Machine Learning meets Real World: A Paradigm Shift
Over the last few years there has been a surge in exploring how to leverage on data analytics/business analytics/data science to bring value to organization in three areas of 1. Increase Revenue 2. Improve Efficiency and 3. Non-compliance detection/ predictions. However, how does Machine Learning become Business Analytics? What are the other aspects that one’s needs to consider to achieve successful application. In this session we discuss the considerations of the shift and the value that can be ultimately derived.

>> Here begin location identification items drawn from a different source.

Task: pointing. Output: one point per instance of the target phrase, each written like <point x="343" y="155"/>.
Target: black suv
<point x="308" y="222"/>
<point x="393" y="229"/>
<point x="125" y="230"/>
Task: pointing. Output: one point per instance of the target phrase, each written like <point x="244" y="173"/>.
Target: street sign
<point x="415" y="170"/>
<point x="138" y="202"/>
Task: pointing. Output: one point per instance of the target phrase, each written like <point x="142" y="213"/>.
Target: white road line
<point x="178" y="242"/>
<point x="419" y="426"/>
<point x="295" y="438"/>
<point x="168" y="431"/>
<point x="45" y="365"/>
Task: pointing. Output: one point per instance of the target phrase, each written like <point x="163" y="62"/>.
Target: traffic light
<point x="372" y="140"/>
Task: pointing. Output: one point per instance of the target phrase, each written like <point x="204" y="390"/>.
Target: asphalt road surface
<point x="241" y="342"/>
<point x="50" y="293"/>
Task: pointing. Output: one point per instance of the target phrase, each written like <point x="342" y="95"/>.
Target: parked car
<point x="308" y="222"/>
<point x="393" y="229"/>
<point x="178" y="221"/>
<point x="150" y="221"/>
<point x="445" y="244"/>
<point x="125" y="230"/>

Dr. David R. Hardoon is a Chief of Analytics at Azendian. Previously he was a director at Ernst & Young Advisory Pte. Ltd. where he led the advanced analytics practice and is responsible for the positioning of business analytics advisory and services to clients across different business sectors across ASEAN. Previous to his post at Ernst & Young, he had established expertise in developing and applying computational analytical models for business knowledge discovery and analysis through his involvement in a number of research projects in the domains of taxonomy, neuroscience, aerospace and finance. He received a B.Sc. in Computer Science and Artificial Intelligence with first class honors at Royal Holloway, University of London in 2002 and a PhD in Computer Science in the field of Machine Learning from the University of Southampton 2006. He is currently an Adjunct Faculty at School of Information Systems, Singapore Management University and an Honorary Senior Research Associate at the Centre for Computational Statistics & Machine Learning, University College London.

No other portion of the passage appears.